Clin Res Cardiol (2021)
DOI DOI https://doi.org/10.1007/s00392-021-01843-w

Medical Therapy or Edge-to-Edge Repair in Patients with Severe Mitral Regurgitation Ineligible for Transcatheter Mitral Valve Replacement
S. Ludwig1, B. Köll2, L. Waldschmidt1, J. Weimann1, M. Seiffert3, N. Schofer1, D. Westermann1, H. Reichenspurner4, P. Kirchhof2, S. Blankenberg2, E. Lubos2, L. Conradi4, D. Kalbacher1
1Allgemeine und Interventionelle Kardiologie, Universitäres Herz- und Gefäßzentrum Hamburg GmbH, Hamburg; 2Klinik für Kardiologie, Universitäres Herz- und Gefäßzentrum Hamburg GmbH, Hamburg; 3Klinik und Poliklinik für Kardiologie, Universitäres Herz- und Gefäßzentrum Hamburg GmbH, Hamburg; 4Klinik und Poliklinik für Herz- und Gefäßchirurgie, Universitäres Herz- und Gefäßzentrum Hamburg GmbH, Hamburg;

Objective:

This study aimed to compare characteristics and outcomes of patients rejected for TMVR treatment after anatomical screening, who were treated either conservatively with optimal medical therapy (OMT) or interventionally by edge-to-edge repair (E2E).

 

Methods:

Between 2016 and 2020 a total of 105 patients were screened for TMVR. 44 patients were found anatomically eligible for TMVR. Of those ineligible for TMVR, 31 patients were treated medically (OMT group) and 25 patients received E2E (E2E group).
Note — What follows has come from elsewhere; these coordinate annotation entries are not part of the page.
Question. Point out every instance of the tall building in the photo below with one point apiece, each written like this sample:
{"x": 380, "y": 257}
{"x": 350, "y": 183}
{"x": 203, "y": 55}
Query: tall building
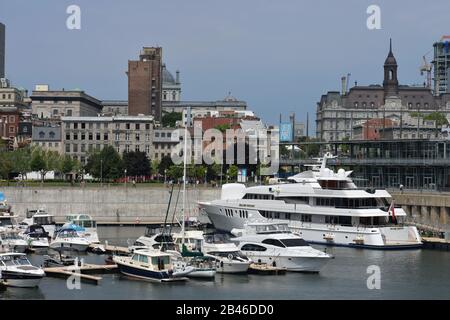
{"x": 145, "y": 83}
{"x": 339, "y": 112}
{"x": 2, "y": 50}
{"x": 441, "y": 65}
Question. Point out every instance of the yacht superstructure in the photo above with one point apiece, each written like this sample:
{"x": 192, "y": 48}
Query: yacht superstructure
{"x": 321, "y": 206}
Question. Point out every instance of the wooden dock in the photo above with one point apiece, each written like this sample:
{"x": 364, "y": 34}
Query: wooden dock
{"x": 111, "y": 249}
{"x": 436, "y": 243}
{"x": 85, "y": 272}
{"x": 265, "y": 269}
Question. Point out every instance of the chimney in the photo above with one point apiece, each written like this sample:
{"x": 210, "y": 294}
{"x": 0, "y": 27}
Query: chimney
{"x": 344, "y": 85}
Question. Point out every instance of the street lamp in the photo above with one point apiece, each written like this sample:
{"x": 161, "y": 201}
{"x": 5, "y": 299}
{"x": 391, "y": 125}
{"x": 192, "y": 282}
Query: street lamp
{"x": 101, "y": 173}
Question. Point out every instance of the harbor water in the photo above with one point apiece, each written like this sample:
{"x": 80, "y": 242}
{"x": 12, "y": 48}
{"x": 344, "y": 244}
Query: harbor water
{"x": 407, "y": 274}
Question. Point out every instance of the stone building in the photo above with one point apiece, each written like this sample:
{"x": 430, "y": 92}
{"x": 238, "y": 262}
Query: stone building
{"x": 54, "y": 104}
{"x": 338, "y": 112}
{"x": 48, "y": 138}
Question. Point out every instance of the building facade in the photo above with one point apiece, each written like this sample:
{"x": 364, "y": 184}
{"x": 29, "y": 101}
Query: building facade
{"x": 54, "y": 104}
{"x": 145, "y": 83}
{"x": 338, "y": 112}
{"x": 171, "y": 87}
{"x": 82, "y": 135}
{"x": 48, "y": 138}
{"x": 441, "y": 66}
{"x": 2, "y": 50}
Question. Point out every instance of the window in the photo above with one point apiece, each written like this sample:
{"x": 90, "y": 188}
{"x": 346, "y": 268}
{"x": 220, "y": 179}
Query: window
{"x": 253, "y": 247}
{"x": 273, "y": 242}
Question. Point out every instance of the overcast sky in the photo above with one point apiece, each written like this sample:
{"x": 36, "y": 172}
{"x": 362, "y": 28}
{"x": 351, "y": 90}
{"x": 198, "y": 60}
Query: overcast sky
{"x": 279, "y": 56}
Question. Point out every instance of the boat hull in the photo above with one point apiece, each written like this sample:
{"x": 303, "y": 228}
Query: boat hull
{"x": 383, "y": 238}
{"x": 20, "y": 280}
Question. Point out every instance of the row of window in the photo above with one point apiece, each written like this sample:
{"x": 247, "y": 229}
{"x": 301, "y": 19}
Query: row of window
{"x": 91, "y": 147}
{"x": 241, "y": 213}
{"x": 105, "y": 125}
{"x": 259, "y": 196}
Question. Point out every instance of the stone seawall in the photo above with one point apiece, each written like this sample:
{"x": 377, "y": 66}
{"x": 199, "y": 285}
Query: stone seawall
{"x": 108, "y": 204}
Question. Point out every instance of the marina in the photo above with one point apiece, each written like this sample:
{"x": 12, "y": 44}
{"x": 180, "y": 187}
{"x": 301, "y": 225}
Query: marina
{"x": 408, "y": 274}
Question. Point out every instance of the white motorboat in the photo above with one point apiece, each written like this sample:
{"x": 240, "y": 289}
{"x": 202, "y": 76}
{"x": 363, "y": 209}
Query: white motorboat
{"x": 152, "y": 265}
{"x": 42, "y": 218}
{"x": 275, "y": 245}
{"x": 322, "y": 206}
{"x": 227, "y": 255}
{"x": 67, "y": 238}
{"x": 87, "y": 226}
{"x": 36, "y": 237}
{"x": 13, "y": 241}
{"x": 17, "y": 271}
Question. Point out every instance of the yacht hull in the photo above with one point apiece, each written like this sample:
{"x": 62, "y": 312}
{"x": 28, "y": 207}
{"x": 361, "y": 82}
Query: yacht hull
{"x": 383, "y": 238}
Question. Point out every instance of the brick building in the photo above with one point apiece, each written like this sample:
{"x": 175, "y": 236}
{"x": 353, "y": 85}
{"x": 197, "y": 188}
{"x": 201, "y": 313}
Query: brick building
{"x": 145, "y": 83}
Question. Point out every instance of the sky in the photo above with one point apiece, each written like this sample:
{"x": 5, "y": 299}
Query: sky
{"x": 278, "y": 56}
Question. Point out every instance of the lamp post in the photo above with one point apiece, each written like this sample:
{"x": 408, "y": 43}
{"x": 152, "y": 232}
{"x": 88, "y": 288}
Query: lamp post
{"x": 101, "y": 173}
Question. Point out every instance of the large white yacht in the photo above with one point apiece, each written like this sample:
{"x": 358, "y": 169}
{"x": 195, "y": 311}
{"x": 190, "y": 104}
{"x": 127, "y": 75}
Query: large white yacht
{"x": 321, "y": 206}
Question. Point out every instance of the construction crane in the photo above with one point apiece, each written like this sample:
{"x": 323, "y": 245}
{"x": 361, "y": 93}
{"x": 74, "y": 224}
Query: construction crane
{"x": 426, "y": 67}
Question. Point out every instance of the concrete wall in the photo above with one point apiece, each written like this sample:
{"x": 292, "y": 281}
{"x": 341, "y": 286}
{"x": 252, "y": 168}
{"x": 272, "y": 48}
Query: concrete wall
{"x": 108, "y": 204}
{"x": 426, "y": 210}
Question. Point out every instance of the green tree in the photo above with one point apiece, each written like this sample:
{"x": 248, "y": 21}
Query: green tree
{"x": 165, "y": 164}
{"x": 440, "y": 118}
{"x": 169, "y": 119}
{"x": 21, "y": 159}
{"x": 6, "y": 165}
{"x": 136, "y": 163}
{"x": 175, "y": 172}
{"x": 233, "y": 172}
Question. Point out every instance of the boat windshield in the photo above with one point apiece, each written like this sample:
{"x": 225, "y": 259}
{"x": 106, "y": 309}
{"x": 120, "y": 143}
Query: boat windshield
{"x": 272, "y": 228}
{"x": 22, "y": 261}
{"x": 294, "y": 242}
{"x": 44, "y": 220}
{"x": 6, "y": 221}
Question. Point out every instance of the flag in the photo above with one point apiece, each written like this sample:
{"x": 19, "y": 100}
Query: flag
{"x": 392, "y": 211}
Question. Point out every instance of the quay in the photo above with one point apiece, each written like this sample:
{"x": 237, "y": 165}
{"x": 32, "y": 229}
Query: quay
{"x": 84, "y": 272}
{"x": 436, "y": 243}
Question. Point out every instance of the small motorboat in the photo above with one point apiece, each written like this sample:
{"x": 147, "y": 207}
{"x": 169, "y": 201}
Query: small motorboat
{"x": 152, "y": 265}
{"x": 67, "y": 238}
{"x": 13, "y": 241}
{"x": 60, "y": 261}
{"x": 36, "y": 237}
{"x": 17, "y": 271}
{"x": 204, "y": 268}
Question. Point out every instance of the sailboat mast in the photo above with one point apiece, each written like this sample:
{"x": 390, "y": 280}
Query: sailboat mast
{"x": 188, "y": 114}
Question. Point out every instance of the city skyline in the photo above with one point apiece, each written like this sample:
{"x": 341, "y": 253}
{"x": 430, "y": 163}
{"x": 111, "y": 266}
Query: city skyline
{"x": 283, "y": 65}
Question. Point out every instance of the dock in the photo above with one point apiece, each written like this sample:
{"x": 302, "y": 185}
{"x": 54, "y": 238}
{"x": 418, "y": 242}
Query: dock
{"x": 436, "y": 243}
{"x": 110, "y": 249}
{"x": 85, "y": 272}
{"x": 265, "y": 269}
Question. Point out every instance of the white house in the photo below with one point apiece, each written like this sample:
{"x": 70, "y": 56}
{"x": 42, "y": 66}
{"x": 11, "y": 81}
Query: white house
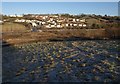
{"x": 83, "y": 20}
{"x": 80, "y": 25}
{"x": 84, "y": 25}
{"x": 34, "y": 24}
{"x": 74, "y": 20}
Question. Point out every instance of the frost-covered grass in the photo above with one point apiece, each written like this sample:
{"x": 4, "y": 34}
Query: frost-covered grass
{"x": 73, "y": 61}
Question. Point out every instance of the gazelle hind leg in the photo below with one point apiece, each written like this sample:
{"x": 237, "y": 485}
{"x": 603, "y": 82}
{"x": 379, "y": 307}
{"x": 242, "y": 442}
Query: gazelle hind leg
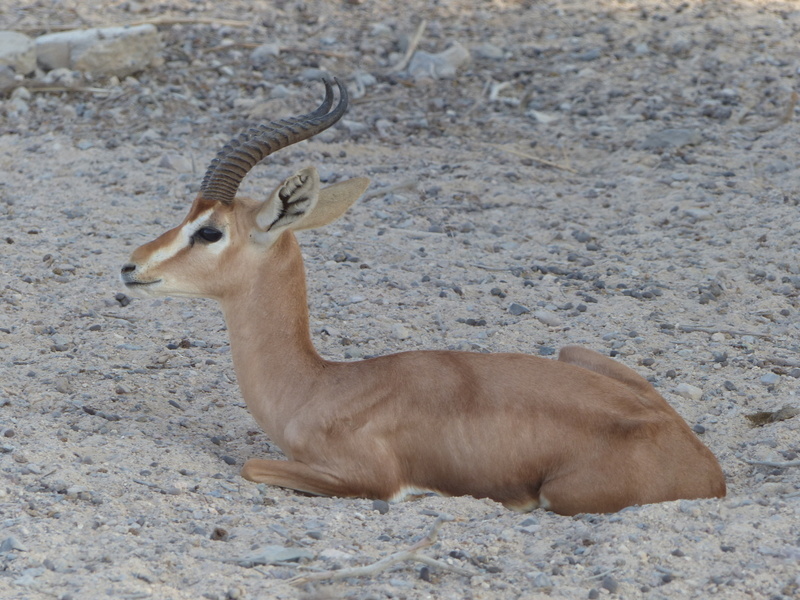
{"x": 295, "y": 476}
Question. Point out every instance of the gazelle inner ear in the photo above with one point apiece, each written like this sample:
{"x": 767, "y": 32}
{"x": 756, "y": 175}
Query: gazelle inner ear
{"x": 333, "y": 201}
{"x": 290, "y": 201}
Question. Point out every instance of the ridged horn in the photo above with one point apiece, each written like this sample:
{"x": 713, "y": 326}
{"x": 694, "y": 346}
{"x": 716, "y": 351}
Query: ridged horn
{"x": 246, "y": 150}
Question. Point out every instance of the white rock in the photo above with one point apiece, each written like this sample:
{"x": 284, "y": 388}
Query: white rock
{"x": 689, "y": 391}
{"x": 548, "y": 318}
{"x": 263, "y": 55}
{"x": 18, "y": 51}
{"x": 107, "y": 51}
{"x": 488, "y": 51}
{"x": 443, "y": 65}
{"x": 175, "y": 162}
{"x": 400, "y": 332}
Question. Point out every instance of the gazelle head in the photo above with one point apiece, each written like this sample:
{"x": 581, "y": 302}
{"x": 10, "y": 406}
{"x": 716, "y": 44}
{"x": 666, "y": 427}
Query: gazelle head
{"x": 223, "y": 233}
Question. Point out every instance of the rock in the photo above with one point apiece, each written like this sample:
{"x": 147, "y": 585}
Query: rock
{"x": 8, "y": 79}
{"x": 175, "y": 162}
{"x": 770, "y": 379}
{"x": 610, "y": 584}
{"x": 689, "y": 391}
{"x": 118, "y": 51}
{"x": 517, "y": 309}
{"x": 443, "y": 65}
{"x": 698, "y": 214}
{"x": 488, "y": 51}
{"x": 271, "y": 554}
{"x": 400, "y": 332}
{"x": 17, "y": 51}
{"x": 262, "y": 55}
{"x": 671, "y": 138}
{"x": 11, "y": 543}
{"x": 548, "y": 318}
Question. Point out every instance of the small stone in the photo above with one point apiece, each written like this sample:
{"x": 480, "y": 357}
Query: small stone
{"x": 547, "y": 318}
{"x": 175, "y": 162}
{"x": 107, "y": 51}
{"x": 672, "y": 138}
{"x": 11, "y": 543}
{"x": 518, "y": 309}
{"x": 17, "y": 51}
{"x": 400, "y": 332}
{"x": 610, "y": 584}
{"x": 122, "y": 299}
{"x": 488, "y": 51}
{"x": 689, "y": 391}
{"x": 271, "y": 554}
{"x": 542, "y": 580}
{"x": 770, "y": 379}
{"x": 263, "y": 54}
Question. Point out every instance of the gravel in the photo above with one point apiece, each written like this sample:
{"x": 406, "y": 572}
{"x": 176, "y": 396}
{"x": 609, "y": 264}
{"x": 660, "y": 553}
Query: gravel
{"x": 585, "y": 155}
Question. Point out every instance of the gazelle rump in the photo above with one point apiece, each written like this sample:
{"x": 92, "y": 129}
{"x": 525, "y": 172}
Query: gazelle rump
{"x": 579, "y": 434}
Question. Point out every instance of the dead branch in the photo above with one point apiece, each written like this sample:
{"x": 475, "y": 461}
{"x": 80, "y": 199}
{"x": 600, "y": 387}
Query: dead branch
{"x": 167, "y": 20}
{"x": 412, "y": 554}
{"x": 412, "y": 47}
{"x": 536, "y": 159}
{"x": 712, "y": 330}
{"x": 771, "y": 463}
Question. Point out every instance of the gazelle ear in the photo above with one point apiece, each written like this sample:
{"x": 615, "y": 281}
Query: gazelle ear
{"x": 333, "y": 202}
{"x": 290, "y": 202}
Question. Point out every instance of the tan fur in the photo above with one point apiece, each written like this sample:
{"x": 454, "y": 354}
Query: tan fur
{"x": 580, "y": 434}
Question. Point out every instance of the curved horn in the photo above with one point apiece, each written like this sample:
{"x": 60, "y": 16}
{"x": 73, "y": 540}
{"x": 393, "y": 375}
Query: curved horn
{"x": 246, "y": 150}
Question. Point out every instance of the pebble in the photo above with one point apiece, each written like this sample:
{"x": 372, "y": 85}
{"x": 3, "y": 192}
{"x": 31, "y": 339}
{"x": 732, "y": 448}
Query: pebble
{"x": 689, "y": 391}
{"x": 548, "y": 318}
{"x": 518, "y": 309}
{"x": 671, "y": 138}
{"x": 175, "y": 162}
{"x": 18, "y": 51}
{"x": 272, "y": 554}
{"x": 118, "y": 51}
{"x": 400, "y": 332}
{"x": 610, "y": 584}
{"x": 488, "y": 51}
{"x": 12, "y": 543}
{"x": 263, "y": 54}
{"x": 770, "y": 379}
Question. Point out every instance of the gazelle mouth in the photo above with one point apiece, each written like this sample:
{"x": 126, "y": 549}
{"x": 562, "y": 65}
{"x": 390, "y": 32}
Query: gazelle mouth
{"x": 141, "y": 283}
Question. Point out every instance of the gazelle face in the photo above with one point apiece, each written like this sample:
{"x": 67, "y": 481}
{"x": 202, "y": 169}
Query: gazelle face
{"x": 221, "y": 241}
{"x": 188, "y": 260}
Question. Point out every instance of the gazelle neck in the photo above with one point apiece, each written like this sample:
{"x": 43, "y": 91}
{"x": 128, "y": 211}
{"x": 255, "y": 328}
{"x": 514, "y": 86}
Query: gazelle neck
{"x": 267, "y": 319}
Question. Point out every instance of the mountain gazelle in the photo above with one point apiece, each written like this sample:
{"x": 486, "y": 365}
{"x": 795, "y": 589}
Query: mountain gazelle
{"x": 579, "y": 434}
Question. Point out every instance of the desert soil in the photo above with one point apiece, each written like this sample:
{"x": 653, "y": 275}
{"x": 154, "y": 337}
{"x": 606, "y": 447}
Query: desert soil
{"x": 618, "y": 174}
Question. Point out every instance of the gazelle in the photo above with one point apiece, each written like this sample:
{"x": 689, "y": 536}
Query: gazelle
{"x": 579, "y": 434}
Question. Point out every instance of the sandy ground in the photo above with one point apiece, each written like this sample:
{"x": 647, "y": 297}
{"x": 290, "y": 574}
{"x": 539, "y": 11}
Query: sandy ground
{"x": 627, "y": 171}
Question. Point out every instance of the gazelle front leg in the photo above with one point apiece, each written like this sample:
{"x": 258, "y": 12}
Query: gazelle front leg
{"x": 296, "y": 476}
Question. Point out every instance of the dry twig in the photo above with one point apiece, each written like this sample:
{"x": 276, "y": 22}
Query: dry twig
{"x": 541, "y": 161}
{"x": 410, "y": 555}
{"x": 167, "y": 20}
{"x": 772, "y": 463}
{"x": 712, "y": 330}
{"x": 412, "y": 47}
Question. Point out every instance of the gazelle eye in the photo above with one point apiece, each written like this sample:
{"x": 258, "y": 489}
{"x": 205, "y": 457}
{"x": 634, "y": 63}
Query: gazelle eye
{"x": 209, "y": 234}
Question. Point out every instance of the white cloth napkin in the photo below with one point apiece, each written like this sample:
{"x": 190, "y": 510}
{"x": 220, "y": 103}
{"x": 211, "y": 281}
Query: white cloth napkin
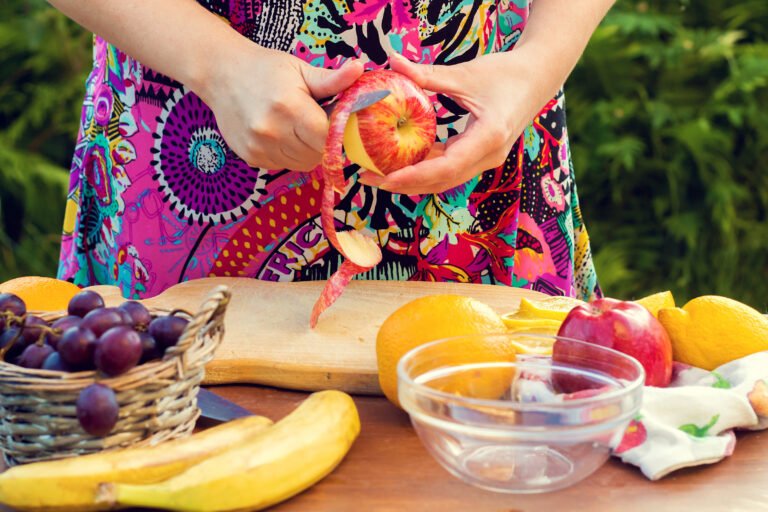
{"x": 692, "y": 421}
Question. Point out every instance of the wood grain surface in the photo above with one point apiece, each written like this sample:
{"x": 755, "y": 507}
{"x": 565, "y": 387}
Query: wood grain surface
{"x": 268, "y": 340}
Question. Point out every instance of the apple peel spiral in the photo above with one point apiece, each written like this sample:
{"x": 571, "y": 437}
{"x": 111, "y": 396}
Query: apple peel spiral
{"x": 405, "y": 118}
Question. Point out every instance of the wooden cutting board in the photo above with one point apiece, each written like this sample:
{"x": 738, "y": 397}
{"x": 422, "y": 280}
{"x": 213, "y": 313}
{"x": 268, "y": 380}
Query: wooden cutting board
{"x": 268, "y": 340}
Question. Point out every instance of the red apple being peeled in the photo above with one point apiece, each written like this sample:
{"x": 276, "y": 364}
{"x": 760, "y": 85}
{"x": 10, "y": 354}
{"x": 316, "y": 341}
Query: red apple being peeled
{"x": 624, "y": 326}
{"x": 392, "y": 133}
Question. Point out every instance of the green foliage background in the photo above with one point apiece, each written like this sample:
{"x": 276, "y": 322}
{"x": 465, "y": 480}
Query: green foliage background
{"x": 668, "y": 114}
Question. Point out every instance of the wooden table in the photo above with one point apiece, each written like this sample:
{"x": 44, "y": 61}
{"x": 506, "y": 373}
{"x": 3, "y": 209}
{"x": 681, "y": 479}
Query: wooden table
{"x": 388, "y": 470}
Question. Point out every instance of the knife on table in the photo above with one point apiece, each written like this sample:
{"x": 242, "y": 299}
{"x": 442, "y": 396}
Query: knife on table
{"x": 218, "y": 409}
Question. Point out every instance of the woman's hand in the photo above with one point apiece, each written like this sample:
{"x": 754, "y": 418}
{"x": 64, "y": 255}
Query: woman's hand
{"x": 501, "y": 98}
{"x": 266, "y": 109}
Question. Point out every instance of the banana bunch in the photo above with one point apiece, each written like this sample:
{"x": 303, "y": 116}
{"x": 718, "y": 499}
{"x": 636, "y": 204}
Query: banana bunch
{"x": 243, "y": 464}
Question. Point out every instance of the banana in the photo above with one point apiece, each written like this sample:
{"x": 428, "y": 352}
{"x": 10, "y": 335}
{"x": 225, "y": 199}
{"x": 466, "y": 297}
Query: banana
{"x": 282, "y": 461}
{"x": 72, "y": 484}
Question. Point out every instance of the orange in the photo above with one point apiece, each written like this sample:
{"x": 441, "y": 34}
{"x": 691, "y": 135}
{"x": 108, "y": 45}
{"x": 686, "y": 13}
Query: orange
{"x": 41, "y": 293}
{"x": 432, "y": 318}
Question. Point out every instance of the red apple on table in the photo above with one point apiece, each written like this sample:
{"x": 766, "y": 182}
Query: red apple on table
{"x": 392, "y": 133}
{"x": 624, "y": 326}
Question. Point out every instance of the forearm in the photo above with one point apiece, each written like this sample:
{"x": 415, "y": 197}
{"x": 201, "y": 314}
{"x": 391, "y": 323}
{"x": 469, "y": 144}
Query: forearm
{"x": 179, "y": 38}
{"x": 554, "y": 38}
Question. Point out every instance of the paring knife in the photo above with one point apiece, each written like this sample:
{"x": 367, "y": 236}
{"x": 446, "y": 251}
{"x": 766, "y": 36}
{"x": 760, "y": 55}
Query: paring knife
{"x": 366, "y": 99}
{"x": 214, "y": 407}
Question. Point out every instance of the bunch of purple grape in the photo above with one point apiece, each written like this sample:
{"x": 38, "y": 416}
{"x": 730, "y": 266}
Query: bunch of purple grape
{"x": 91, "y": 337}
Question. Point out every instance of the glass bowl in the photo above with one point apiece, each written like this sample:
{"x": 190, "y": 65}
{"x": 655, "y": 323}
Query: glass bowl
{"x": 517, "y": 423}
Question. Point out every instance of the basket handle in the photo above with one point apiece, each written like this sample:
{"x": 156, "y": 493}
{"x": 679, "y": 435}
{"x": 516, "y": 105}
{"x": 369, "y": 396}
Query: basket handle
{"x": 210, "y": 316}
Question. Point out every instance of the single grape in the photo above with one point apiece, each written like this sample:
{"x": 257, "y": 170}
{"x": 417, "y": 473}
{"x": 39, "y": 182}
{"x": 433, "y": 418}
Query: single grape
{"x": 101, "y": 320}
{"x": 118, "y": 350}
{"x": 84, "y": 302}
{"x": 167, "y": 329}
{"x": 9, "y": 336}
{"x": 139, "y": 314}
{"x": 126, "y": 316}
{"x": 77, "y": 346}
{"x": 149, "y": 350}
{"x": 60, "y": 326}
{"x": 34, "y": 355}
{"x": 32, "y": 331}
{"x": 97, "y": 409}
{"x": 10, "y": 305}
{"x": 54, "y": 362}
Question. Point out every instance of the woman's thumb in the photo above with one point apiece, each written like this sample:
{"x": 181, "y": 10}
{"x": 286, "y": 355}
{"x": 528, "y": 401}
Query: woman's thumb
{"x": 323, "y": 83}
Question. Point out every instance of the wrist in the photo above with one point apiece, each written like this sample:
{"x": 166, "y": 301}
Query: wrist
{"x": 210, "y": 69}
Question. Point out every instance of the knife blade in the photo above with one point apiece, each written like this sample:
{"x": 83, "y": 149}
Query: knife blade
{"x": 365, "y": 100}
{"x": 214, "y": 407}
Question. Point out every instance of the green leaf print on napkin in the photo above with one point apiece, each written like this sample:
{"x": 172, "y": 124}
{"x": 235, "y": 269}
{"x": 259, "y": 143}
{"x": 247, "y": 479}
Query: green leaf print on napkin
{"x": 720, "y": 381}
{"x": 696, "y": 431}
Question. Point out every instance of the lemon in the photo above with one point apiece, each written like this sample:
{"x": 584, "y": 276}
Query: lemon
{"x": 517, "y": 323}
{"x": 553, "y": 308}
{"x": 657, "y": 301}
{"x": 41, "y": 293}
{"x": 432, "y": 318}
{"x": 711, "y": 330}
Baseline clinical and anatomical characteristics of both groups were compared and Kaplan-Meier estimates were calculated. Cox regression analysis was performed for the impact of MR reduction on all-cause mortality. Median follow-up time was 1.74 years (1.36, 2.65).

 

Results:

All patients were diagnosed with moderate-to-severe or severe MR. Distribution of primary (45.2% [OMT] vs. 48.0% [E2E]), secondary (45.2% [OMT] vs. 32.0% [E2E]) or mixed primary/secondary MR (9.7% [OMT] vs. 20.0% [E2E]) did not differ between groups. Age (78.0 years [75.2, 80.8] vs. 81 years [75.3, 84.0], p=0.097), EuroSCORE II (5.8% [2.9, 10.1] vs. 4.8% [3.1, 9.1], p=0.43) and left ventricular ejection fraction (LVEF) at baseline (55.0% [37.3, 60.0] vs. 55.0% [40.2, 58.8], p=0.36) were not different between patients treated with  OMT or E2E. Patients treated with OMT had higher mean transvalvular gradients (3.8 mmHg [2.0, 6.1] vs. 2.0 [1.0, 4.0), p=0.012), smaller mitral annulus diameters (34.9 mm [31.4, 40.4] vs. 41.7 [37.5, 47.1], p=0.0034) and presented more often with severe mitral annular calcification 36.7% (N=11/31, absent in all patients treated with E2E) than patients treated with E2E. Reduction of MR grade to £mild MR by E2E was achieved in 72.0% (N=18) of interventionally treated patients. One-year mortality was high in both groups. Kaplan-Meier analysis revealed no significant difference in all-cause mortality after 1 year between OMT group and E2E group (OMT 35.7%, E2E 23.6%, p=0.73) (Figure 1). After adjustment for age, sex and LVEF no impact on survival was found for the reduction of MR to lower or equal MR by E2E (HR 0.54 [0.15, 1.92], p=0.34).

 

Conclusions:

Patients with severe MR unsuitable for TMVR have poor outcomes, irrespective of medical or endovascular therapeutic regimen. Markers for combined mitral defects (high transvalvular gradient, valvular calcification) are more common in those offered medical therapy than in those offered E2E. Reduction of MR to £mild MR with E2E was not predictive of survival in in this single-center analysis.